求職者の応募数については応募日時を持っているため、そのようなデータを抽出することは簡単ですが、掲載店舗数になると掲載期間としてデータを持っているため、抽出する SQL が複雑化して時間もかかるようになってしまいます。
(SQL によっては実行時間が長すぎて結果が返ってこないことも...)
求人@飲食店.COM では掲載期間中は複数の職種を募集することができ、職種の追加、取り下げもできるようになっていますが、その時の操作自体を記録していないと、後から見た場合にその時点で掲載されていたかどうかの判断がつかなくなり、その時点の掲載していた職種数を抽出できない問題があります。 データによっては記録していて抽出できるものと記録していなくて抽出できないものがある状態でした。
2. 複数の指標を一つの表やグラフでまとめて見たい
Redash ではダッシュボード機能があり関連している指標をまとめて見ることができますが、あくまで 1 つの指標単位での表やグラフのため、関連している指標をまとめて見て分析したいという要望があがりました。
3. 数値を使って分析する際の CSV ダウンロードを自動化したい
Redash では SQL の実行結果を JSON や CSV 形式でダウンロードする機能があり、ダウンロードした数値を利用してシミュレーションなどをしていました。 ただ、確認したいときに都度ダウンロードして数値を反映させることが手間なため、自動化できないかという要望があがりました。
Google スプレッドシートとの連携による改善
上記のような要望を満たす方法がないかと検討した結果、Redash の SQL の実行結果を定期的にスプレッドシートに転記するようにすることで今回の 3 つの要望については解決できると考えました。

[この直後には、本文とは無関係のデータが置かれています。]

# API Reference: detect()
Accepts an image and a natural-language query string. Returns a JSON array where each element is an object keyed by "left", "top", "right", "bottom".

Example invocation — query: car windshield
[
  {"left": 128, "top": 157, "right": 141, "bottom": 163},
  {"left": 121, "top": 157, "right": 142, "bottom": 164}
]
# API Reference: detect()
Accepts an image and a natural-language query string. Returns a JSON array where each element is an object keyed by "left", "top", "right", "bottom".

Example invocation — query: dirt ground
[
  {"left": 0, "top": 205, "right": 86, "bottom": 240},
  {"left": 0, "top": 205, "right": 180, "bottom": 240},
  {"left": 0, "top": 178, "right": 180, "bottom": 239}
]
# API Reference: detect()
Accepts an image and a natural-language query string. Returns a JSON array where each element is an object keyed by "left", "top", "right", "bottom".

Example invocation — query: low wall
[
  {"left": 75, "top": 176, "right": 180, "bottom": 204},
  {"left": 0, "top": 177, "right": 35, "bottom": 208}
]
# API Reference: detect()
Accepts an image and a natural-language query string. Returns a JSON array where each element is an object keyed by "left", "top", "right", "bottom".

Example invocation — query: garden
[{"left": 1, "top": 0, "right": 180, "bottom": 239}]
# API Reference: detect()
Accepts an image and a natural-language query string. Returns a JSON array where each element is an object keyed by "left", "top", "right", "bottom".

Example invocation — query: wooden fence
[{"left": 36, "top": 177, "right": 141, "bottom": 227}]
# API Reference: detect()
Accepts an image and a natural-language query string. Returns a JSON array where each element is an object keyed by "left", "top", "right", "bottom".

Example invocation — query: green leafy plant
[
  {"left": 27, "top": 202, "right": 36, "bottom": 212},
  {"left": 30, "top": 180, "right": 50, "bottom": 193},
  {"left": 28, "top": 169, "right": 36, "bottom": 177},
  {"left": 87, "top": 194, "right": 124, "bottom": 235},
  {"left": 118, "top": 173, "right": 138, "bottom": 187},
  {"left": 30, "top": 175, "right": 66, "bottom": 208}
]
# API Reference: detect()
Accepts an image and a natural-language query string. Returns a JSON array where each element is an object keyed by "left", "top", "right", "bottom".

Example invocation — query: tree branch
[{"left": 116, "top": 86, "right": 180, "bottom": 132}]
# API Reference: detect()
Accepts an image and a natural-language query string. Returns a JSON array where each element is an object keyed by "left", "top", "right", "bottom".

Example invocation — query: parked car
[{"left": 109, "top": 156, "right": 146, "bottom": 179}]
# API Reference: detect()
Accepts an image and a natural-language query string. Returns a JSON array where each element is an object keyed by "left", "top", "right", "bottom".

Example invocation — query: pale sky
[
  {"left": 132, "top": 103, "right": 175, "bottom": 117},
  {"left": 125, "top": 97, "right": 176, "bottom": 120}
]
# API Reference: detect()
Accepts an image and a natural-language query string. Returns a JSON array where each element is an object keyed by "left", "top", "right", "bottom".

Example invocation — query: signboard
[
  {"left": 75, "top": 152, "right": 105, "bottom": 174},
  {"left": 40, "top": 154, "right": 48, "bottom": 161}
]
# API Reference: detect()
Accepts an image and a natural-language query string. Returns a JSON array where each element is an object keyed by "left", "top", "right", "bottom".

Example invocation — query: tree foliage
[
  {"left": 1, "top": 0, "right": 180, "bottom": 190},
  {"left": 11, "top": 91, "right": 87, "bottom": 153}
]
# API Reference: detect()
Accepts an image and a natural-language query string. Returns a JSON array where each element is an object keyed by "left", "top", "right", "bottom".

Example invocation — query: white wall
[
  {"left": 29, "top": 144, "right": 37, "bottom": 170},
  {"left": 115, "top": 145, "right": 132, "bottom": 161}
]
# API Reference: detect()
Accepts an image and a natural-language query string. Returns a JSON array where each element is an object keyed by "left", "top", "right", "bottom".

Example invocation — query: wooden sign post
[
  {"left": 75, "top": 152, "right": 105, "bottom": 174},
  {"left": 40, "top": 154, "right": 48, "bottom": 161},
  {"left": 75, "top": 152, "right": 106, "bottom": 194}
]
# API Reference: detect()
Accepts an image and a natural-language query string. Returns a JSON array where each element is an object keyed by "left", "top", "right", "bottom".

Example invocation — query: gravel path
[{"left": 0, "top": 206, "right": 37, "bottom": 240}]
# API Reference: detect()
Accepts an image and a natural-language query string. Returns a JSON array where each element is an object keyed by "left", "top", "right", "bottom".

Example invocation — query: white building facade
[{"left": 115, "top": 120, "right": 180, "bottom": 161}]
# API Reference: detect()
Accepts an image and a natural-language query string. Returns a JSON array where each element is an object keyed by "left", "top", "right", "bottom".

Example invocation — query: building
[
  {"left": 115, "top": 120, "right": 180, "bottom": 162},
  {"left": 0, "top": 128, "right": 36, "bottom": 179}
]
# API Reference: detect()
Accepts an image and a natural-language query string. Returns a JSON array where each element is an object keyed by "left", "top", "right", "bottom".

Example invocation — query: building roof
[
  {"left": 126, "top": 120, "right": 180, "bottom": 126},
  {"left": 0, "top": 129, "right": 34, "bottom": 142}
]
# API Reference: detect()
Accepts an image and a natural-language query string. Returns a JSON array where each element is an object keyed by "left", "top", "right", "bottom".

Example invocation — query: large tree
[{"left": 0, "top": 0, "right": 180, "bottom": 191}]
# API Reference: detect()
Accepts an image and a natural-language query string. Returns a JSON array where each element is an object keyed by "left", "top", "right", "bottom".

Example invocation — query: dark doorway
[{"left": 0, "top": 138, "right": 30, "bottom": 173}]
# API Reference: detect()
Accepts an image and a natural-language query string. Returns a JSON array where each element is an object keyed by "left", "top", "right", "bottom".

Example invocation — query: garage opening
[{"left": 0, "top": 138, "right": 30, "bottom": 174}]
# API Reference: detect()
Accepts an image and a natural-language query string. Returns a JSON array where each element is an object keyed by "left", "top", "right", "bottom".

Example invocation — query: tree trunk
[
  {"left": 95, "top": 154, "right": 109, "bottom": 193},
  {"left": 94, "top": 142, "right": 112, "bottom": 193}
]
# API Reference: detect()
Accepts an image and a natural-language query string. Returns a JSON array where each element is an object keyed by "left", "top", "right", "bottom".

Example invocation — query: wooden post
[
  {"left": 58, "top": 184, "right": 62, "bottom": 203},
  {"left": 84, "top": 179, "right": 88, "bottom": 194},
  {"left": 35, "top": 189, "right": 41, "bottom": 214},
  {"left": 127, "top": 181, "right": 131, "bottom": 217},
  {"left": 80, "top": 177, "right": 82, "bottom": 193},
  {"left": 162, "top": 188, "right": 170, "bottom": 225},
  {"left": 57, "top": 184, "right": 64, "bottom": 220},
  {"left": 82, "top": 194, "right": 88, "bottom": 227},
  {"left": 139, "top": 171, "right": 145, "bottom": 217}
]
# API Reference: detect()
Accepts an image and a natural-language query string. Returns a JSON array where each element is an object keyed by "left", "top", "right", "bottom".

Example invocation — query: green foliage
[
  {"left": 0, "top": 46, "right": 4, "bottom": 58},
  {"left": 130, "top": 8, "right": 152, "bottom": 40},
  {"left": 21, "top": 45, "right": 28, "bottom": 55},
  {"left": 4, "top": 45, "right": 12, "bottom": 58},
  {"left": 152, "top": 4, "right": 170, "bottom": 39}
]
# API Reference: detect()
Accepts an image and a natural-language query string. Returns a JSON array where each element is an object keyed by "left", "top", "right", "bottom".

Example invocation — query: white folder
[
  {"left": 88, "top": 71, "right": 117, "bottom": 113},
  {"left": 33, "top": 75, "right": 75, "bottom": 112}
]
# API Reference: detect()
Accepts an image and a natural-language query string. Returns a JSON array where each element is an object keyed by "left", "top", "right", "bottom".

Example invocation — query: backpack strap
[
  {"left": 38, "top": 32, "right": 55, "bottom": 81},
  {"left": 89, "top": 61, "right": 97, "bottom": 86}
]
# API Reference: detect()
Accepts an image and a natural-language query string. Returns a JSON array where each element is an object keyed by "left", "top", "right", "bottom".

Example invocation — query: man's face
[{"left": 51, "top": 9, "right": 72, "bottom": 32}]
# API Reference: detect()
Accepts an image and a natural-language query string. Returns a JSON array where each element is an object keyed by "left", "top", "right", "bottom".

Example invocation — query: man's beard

2 と 3 の要望については、Google スプレッドシートに転記するだけで、あとは Google スプレッドシート側で参照設定を設定するだけで複数の指標を 1 つの表やグラフとして表示できるようになります。
(1 つのスプレッドシートに、複数の自動転記用のシートを作成して各指標を転記して、表示用のシート側で参照設定する形で実現しています。)
1 の要望については、定期的に転記するだけだと毎日上書きされていってしまうため、Google Apps Script(GAS)を利用して Redash からの転記後に更に別のシートに転記することで、その時点の状態が分かる情報を持っていないデータに関しても、時点情報を記録することができるようになります。
システム化
方針は決まりましたがセキュリティの問題があり、Redash と Google スプレッドシートだけでは連携することはできません。 そのため、連携するためのシステムを作成することにしました。 社内で利用する簡易的なシステムということで CTO の大久保がその時に興味を持っていた Racket で実装しました。
システム構成は、以下の図になります。
連携プログラムが実行された後の処理の流れは以下になります。
- 設定用のスプレッドシートから Redash の API の URL 、転記先のスプレッドシートのURL、転記先のシート名の3項目を取得する
- Redash の API を実行して JSON 形式で SQL の実行結果を取得する
- 転記先のスプレッドシートの対象のシートに転記する
まとめ
今回の要望を対応したことで、分析する人の手間が減り、今まで確認することが難しかったデータも簡単に確認できるようになり、データをさらに活用できる状態になりました。
非常に良いことずくめに見えるのですが、1点だけ問題がありました。
最初に想定していた以上に活用された結果、設定用のスプレッドシートの記入で不備があることでエラーが発生して、調査の時間を取られることが増えてしまいました。 また、プログラムが Racket で実装されていることからプログラムを読める人も少なく CTO 自身が対応することも度々...
この問題についても先日、エンジニアの新卒研修の一環でこのシステムを Rails でリプレースすることで解消しています。
(設定でもバリデーションをかけることができるようになりました。)
最後に、エンジニア募集のお知らせです!
シンクロ・フードでは、今回のちょっとした改善に限らず、まだまだ技術的な課題やチャレンジが残っています。
ぜひ、一緒に改善していきましょう!
また、飲食店ドットコムを始めとしたサービスの開発・改善も、どんどん進めております。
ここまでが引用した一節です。